I’m thrilled to present the first 0.1 Billable Hour Interview, the interview with an ex-lawyer that should take just six minutes to read. Jennifer Berson is the President & Founder of Jeneration PR, a public relations and social media marketing firm that specializes in promoting beauty, fashion, lifestyle and baby brands. Prior to founding Jeneration PR in 2005, Jennifer was an attorney in Los Angeles, specializing in civil litigation. Jennifer has been featured in the New York Times, Entrepreneur Magazine, PR Week, Los Angeles Daily News, Fox 11 News, TV Guide Network’s “Hollywood 411,” and was profiled on Apple.com. Babble.com selected her as one of the 10 “Mompreneur’s Who Made it Big!”
1) Why did you leave law? I always felt like my position as a lawyer was more of a job than a career. I wasn’t as passionate about my work as I knew I could be, and I was frustrated with the extremely slow pace of litigation. I wanted more creativity and balance in my life, and I knew I would want to start a family someday, but I didn’t see many female partners who seemed to have the work-life balance I was seeking. I always felt that there was something out there for me that was a better fit with my personality. In the back of my mind, I knew I could always go back to practicing law, but after 8 years of having my own PR firm, I’m confident that I will never have to.

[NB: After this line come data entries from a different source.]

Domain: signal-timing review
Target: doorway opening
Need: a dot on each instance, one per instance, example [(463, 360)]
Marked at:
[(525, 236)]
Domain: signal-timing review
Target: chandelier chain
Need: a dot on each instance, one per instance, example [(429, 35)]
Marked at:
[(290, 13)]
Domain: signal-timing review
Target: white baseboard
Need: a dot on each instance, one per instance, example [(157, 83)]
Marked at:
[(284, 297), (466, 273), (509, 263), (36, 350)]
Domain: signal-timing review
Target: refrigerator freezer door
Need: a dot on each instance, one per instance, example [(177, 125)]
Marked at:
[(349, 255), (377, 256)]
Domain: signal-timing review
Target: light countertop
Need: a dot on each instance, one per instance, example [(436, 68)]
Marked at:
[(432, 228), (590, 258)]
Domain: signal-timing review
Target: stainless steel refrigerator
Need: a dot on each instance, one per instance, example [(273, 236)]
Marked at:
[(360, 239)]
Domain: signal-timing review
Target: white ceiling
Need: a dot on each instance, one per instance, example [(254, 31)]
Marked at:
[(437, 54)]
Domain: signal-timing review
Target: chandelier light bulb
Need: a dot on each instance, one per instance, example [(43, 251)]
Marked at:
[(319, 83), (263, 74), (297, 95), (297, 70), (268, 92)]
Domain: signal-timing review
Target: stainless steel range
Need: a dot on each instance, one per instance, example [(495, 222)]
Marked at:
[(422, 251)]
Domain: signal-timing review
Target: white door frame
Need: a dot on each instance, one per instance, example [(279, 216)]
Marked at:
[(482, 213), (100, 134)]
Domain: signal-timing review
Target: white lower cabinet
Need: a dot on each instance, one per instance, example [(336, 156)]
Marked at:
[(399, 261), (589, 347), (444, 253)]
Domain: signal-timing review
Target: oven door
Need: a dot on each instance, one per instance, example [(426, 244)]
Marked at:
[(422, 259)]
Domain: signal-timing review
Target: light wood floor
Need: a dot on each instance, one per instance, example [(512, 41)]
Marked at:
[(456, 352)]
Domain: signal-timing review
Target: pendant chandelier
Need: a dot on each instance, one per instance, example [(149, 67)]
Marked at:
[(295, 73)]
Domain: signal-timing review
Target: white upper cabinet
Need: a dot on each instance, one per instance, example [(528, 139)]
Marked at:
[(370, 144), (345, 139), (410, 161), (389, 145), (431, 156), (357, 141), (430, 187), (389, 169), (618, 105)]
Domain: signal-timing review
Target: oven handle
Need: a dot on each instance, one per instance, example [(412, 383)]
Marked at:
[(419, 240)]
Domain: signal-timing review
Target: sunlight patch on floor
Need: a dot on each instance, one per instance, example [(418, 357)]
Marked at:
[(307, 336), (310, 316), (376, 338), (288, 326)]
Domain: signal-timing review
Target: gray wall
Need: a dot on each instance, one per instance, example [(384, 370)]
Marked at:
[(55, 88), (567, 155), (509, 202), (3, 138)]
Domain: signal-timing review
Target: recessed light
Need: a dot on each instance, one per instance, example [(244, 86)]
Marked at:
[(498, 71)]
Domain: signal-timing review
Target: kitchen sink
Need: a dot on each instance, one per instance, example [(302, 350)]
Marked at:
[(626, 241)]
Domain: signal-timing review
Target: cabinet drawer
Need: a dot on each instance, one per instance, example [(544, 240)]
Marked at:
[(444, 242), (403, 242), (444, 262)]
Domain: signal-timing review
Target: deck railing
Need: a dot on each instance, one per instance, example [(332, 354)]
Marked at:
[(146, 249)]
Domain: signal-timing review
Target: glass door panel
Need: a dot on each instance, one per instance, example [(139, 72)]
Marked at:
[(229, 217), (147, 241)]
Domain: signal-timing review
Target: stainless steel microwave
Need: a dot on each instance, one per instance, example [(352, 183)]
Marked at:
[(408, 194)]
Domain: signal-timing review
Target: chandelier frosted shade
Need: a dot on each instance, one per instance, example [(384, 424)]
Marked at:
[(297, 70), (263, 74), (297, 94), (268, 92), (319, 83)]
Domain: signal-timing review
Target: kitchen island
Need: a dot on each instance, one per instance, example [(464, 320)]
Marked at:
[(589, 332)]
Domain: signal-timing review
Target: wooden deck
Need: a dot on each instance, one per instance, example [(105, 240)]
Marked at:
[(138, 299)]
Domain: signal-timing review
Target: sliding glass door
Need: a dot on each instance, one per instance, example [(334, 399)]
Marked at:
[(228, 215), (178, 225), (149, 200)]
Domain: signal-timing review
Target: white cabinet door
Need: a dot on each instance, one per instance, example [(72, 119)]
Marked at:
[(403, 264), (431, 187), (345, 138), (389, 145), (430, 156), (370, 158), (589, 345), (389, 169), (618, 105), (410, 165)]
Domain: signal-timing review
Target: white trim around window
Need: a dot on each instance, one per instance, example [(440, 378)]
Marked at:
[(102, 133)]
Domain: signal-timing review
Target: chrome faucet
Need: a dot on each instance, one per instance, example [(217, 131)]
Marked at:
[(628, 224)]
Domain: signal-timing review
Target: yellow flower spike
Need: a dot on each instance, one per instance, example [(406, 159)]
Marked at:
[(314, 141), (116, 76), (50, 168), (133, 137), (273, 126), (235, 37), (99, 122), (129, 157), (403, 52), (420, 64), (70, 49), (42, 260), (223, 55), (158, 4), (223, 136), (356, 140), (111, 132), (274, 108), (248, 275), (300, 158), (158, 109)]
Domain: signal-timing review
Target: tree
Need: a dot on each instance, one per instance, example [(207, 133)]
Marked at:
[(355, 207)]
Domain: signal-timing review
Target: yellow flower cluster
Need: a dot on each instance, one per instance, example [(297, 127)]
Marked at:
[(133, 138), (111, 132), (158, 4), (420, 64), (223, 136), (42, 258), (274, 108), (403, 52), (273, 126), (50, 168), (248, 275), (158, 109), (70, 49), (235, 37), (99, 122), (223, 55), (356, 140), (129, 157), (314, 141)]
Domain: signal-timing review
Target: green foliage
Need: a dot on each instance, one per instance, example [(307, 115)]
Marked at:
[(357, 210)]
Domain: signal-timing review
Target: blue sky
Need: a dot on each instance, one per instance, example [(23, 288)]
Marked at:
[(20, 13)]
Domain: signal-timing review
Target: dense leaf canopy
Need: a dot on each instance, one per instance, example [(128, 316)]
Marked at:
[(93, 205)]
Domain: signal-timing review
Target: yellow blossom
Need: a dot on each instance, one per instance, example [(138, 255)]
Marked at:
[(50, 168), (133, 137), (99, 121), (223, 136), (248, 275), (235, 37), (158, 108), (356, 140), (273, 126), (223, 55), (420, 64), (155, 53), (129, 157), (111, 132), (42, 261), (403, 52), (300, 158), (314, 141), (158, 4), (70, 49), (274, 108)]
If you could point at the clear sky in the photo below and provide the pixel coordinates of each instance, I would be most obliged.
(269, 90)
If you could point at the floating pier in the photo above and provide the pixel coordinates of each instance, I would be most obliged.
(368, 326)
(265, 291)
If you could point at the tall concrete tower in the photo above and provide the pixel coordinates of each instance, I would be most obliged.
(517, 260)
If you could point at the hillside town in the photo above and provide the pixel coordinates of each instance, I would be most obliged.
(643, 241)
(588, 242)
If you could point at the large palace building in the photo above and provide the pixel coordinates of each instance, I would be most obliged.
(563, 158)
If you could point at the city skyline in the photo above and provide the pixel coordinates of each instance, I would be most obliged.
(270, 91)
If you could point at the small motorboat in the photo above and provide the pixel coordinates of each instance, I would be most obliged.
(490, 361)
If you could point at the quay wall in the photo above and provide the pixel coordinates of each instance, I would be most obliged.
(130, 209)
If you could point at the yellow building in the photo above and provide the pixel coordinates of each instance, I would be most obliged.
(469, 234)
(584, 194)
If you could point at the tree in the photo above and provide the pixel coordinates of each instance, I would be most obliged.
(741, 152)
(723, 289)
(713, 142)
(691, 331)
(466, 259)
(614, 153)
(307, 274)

2) What was the hardest part of your career change? In the beginning, I was concerned about my lack of experience and credibility in this completely different field. I worried that I might have a hard time convincing prospective clients that we could be effective with so little experience. I busted my butt, working late nights to make all of the connections I could, and trying to get my name out there. To help bridge the gap from lawyer to fashion and beauty publicist, I took a position at the Fashion Institute of Design & Marketing (FIDM) teaching Principles of Entrepreneurship in their beauty department. I also took on clients for a below-market retainer fee, and made the case that if they took a chance on our agency, we could grow together. I believe that my genuine passion for their brands helped me win the work, and I’m thrilled to report that my very first client when I started my business 8 years ago, Little Giraffe, is still a client to this day!
3) What advice do you have for other lawyers who are thinking of changing careers? Think about what you are passionate about and what you would genuinely enjoy doing every day. Ask people you know personally, or whom you admire, who have a career similar to the one you are seeking to share their experience with you. Do as much as you can to plan for your transition while you are still employed–save money, plan your exit strategy, carefully build your network. Give yourself a significant period of time–3 to 6 months– to see if you can make this career change happen. Draw as many connections to your experience as a lawyer to the skills you will need in your new career, and move forward with the confidence that you can successfully make the transition.